My trouble arises when I come to the logic of the application of the principles of law discussed to the contract clause involved in the instant case. Here we have an absolute agreement evidenced by a written instrument upon which this law action is based whereby it is "acknowledged by both parties hereto thatupon the signing of this agreement by both parties hereto thereshall be due and payable" commission of $200 from each party. As thus stated, when this contract was signed, the commission was due and payable. There is no room for quibble; no occasion for interpretation or construction because no ambiguity is present. He who runs may read and reading understand exactly what was meant or intended. Later in the same paragraph, we find another reference to the commission which says it is "due and payableupon the transfer of the properties." As to the event which fixed the time of payment of the commission, the two clauses are absolutely repugnant to each other. In the first, the parties recognize the labors of the brokers to be at an end when they succeed in bringing the parties together in a completed sale evidenced by a written contract signed by the vendor and vendee; whereas, in the latter, an entirely different situation is recognized, namely, that no commission was earned or payable until and unless the properties were actually transferred, — in other words, upon the execution and delivery of the deed of conveyance.

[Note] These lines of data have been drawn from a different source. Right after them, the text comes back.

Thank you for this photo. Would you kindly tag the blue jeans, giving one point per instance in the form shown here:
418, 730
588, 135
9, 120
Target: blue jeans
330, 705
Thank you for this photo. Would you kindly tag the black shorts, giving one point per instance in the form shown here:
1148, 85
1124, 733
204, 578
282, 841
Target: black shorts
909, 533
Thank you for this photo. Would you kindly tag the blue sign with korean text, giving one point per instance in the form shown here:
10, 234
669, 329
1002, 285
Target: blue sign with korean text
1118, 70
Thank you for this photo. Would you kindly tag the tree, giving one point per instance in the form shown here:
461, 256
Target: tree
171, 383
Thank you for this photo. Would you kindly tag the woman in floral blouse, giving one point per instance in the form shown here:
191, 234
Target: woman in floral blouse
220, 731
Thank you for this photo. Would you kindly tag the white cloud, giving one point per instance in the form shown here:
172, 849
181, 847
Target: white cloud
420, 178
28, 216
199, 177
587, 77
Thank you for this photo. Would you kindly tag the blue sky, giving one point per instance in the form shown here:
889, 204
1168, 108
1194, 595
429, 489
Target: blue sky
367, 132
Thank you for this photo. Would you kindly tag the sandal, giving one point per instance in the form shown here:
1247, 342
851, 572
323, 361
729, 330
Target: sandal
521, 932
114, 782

If this writing does not contain two absolutely inconsistent and repugnant statements pertaining to an identical subject matter, then there is no way of expressing contradictory statements. One cannot stand without destroying the other. In this respect, the instant case is distinguishable from every case cited in the majority opinion in support of the same. Unless we apply the rule of construction which has been the rule since the days of Blackstone that "if there be two clauses so totally repugnant that they cannot stand together, the first will be received and the last rejected", we are left entirely to conjecture as to which event is to govern. Under all the authorities, there is no room for construction where the language is plain and *Page 1280 unambiguous and there is no room for the introduction of oral testimony to explain or vary such plain, unambiguous language. This above quoted rule, first announced in Blackstone's Commentaries, had its origin in necessity and it is brought into play because there is no other way of settling the matter without transgressing other salutary legal principles relating to proof and procedure. The majority opinion is a shining example of this transgression.

We have, by this opinion, found a way in a law action to reform a written instrument and make the same express the real intent of the parties as shown by the oral testimony of the surrounding circumstances. In other words, the evidence of surrounding circumstances discloses a case of mistake due to inadvertence in preparing the second draft of the contract, — a perfect case for reformation in equity —, and we have, in effect reformed this contract by adding the words "together with" in the third holding of the majority opinion and thereby have made a new contract for the parties. There isn't a word of testimony in the record that the parties ever intended the contract to be as the court has constructed it by judicial interpretation, namely, that the commission was "due and payable upon the execution of the contract together with the transfer of the properties." The first draft of the contract contained the clause stating the commission was due and payable when the contract was signed. When the contract was rewritten in its entirety, the second clause was added which says the commission is payable when the properties are transferred. Under the latter clause, no commission could be collected until the properties were transferred and under the latter clause the commission would be payable when the properties were transferred regardless of whether there ever had been a contract of sale signed or executed between the vendor and vendee. In other words, one of these clauses wipes out the other. It never was intended that these should both be left in the contract and both be given effect and they cannot be given effect without the connecting words, added by the court, "together with".

We agree that the facts present a case which would warrant a court of equity in reforming the contract but this may not be done in a law action and we are not permitted to accomplish the same result by interpretation and construction *Page 1281 where there is no ambiguous language employed. (Italics supplied.)

MILLER and SAGER, JJ., join in dissent.